In situ self-assembly green synthesis of P-doped tubular carbon nitride for photocatalytic activation of PMS to rapidly degrade organic pollutants.

Peroxymonosulfate (PMS)-assisted visible-light photocatalytic degradation of organic pollutants using graphitic carbon nitride (g-C₃N₄) presents a promising and environmentally friendly approach. However, pristine g-C₃N₄ suffers from limited visible-light absorption and low charge-carrier mobility. In this study, a phosphorus-doped tubular carbon nitride (5P-TCN) was synthesized via a precursor self-assembly method using phosphoric acid and melamine as raw materials, eliminating the need for organic solvents or templates.
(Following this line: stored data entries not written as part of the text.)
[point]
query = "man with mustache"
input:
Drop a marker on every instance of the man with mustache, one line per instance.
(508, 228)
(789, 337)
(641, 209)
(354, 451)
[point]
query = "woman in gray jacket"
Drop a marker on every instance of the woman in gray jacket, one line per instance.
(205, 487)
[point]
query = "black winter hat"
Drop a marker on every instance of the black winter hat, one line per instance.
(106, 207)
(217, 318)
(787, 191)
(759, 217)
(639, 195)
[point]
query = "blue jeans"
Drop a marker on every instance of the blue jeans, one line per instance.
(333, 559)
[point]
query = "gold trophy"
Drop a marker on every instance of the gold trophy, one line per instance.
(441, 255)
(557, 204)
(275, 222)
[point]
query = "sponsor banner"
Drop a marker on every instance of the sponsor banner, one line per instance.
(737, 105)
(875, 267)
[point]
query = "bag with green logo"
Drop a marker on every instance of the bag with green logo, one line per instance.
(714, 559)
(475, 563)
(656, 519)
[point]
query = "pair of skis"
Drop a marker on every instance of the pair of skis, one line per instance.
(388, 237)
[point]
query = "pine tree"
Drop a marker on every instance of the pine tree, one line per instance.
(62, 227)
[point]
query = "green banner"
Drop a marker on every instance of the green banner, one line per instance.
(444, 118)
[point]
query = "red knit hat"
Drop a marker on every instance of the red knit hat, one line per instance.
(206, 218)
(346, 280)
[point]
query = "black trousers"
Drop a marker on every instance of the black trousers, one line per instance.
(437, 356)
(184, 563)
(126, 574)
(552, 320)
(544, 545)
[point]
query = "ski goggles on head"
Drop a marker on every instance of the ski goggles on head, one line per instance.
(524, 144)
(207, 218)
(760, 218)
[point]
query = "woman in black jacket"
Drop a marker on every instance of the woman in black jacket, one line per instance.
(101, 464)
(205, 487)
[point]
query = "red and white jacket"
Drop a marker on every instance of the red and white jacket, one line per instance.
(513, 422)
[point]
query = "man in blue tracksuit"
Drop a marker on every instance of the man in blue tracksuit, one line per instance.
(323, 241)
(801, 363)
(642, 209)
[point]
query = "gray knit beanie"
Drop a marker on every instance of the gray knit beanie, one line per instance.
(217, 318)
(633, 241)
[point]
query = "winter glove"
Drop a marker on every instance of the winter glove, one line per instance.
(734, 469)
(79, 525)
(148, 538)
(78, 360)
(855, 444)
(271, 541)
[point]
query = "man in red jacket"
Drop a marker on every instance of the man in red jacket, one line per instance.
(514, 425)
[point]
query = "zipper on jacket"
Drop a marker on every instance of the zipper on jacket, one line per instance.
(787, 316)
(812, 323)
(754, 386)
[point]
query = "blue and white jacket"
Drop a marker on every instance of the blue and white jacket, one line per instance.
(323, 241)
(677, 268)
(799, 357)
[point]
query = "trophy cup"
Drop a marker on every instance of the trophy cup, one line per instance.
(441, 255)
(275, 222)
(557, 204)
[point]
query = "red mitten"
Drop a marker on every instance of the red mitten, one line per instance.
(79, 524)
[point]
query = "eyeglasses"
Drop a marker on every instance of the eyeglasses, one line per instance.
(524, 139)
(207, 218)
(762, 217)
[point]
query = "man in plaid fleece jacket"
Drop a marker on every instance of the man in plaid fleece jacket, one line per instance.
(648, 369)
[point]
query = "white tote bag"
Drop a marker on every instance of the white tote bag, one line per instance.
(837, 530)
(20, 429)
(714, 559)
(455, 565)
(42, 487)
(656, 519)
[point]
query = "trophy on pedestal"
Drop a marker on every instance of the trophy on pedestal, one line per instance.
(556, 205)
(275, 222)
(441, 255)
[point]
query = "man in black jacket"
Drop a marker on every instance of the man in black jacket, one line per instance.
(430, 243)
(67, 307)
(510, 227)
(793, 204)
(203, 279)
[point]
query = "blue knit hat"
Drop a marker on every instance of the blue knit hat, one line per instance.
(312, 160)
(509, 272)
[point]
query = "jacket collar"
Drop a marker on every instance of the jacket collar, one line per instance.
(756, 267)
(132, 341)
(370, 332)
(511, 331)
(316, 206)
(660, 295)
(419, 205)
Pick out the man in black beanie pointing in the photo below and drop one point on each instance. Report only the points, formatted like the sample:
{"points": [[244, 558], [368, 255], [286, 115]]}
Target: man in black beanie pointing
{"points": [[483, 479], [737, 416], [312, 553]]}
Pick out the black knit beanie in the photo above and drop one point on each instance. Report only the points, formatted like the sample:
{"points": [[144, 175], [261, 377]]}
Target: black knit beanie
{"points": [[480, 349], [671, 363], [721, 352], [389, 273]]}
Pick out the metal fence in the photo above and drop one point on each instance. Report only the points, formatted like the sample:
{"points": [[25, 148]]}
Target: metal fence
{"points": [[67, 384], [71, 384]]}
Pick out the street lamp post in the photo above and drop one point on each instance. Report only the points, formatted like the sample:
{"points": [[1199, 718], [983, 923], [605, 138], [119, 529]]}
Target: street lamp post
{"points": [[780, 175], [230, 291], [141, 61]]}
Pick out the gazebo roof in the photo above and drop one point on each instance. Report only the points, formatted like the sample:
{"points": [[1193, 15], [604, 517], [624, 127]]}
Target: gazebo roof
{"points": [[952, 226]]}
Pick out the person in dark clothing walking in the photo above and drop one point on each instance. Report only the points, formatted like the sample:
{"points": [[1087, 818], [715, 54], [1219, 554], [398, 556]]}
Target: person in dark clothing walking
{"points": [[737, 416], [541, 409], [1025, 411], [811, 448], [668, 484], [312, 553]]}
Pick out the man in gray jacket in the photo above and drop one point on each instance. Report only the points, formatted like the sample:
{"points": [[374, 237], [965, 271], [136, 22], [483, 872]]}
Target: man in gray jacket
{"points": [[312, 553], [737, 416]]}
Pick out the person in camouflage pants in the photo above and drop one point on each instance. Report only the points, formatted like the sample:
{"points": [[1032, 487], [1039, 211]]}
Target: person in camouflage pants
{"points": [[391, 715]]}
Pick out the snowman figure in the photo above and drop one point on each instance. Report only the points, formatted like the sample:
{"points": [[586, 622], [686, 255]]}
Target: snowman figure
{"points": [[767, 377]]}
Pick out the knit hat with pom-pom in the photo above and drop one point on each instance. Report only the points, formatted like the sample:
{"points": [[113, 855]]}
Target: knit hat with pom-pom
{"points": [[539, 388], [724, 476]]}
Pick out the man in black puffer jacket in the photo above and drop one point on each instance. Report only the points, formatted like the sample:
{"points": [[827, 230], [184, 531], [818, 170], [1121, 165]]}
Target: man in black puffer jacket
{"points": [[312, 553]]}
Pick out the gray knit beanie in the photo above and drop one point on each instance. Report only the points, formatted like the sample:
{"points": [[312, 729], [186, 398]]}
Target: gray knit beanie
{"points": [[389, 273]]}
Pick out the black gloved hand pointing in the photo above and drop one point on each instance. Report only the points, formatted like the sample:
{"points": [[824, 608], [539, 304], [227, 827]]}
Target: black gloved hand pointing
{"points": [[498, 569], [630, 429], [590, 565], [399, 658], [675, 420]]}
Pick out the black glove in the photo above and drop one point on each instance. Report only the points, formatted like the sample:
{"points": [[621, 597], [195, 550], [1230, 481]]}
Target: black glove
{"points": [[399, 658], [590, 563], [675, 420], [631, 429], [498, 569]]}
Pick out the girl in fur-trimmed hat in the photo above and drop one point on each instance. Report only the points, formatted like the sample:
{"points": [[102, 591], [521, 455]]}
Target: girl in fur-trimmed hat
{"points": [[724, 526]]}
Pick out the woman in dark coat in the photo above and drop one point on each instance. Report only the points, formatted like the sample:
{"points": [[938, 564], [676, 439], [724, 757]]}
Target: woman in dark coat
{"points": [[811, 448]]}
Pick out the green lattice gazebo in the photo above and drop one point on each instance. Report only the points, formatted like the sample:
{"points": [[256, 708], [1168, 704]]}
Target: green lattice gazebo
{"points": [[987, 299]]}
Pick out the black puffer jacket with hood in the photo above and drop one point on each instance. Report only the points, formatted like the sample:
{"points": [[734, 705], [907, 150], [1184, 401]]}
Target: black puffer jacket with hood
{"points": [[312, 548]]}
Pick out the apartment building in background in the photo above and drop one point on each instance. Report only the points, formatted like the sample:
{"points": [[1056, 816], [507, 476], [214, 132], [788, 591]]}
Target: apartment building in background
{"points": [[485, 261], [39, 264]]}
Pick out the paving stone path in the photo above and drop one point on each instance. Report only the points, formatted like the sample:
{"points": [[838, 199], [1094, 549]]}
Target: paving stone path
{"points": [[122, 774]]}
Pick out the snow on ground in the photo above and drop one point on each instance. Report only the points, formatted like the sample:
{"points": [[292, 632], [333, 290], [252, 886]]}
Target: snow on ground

The 5P-TCN catalyst demonstrated enhanced visible-light absorption, improved charge transfer capability, and a 5.25-fold increase in specific surface area (31.092 m²/g), which provided abundant active sites to efficiently drive the PMS-assisted photocatalytic reaction. The 5P-TCN/vis/PMS system exhibited exceptional degradation performance for organic pollutants across a broad pH range (3-9), achieving over 92 % degradation of Rhodamine B (RhB) within 15 min. Notably, the system retained > 98 % RhB degradation efficiency after three consecutive operational cycles, demonstrating robust operational stability and reusability. Moreover, key parameters influencing, active radicals, degradation pathways, and potential mechanisms for RhB degradation were systematically investigated. This work proposes a green and cost-effective strategy for developing high-efficiency photocatalysts, while demonstrating the exceptional capability of a PMS-assisted photocatalytic system for rapid degradation of RhB.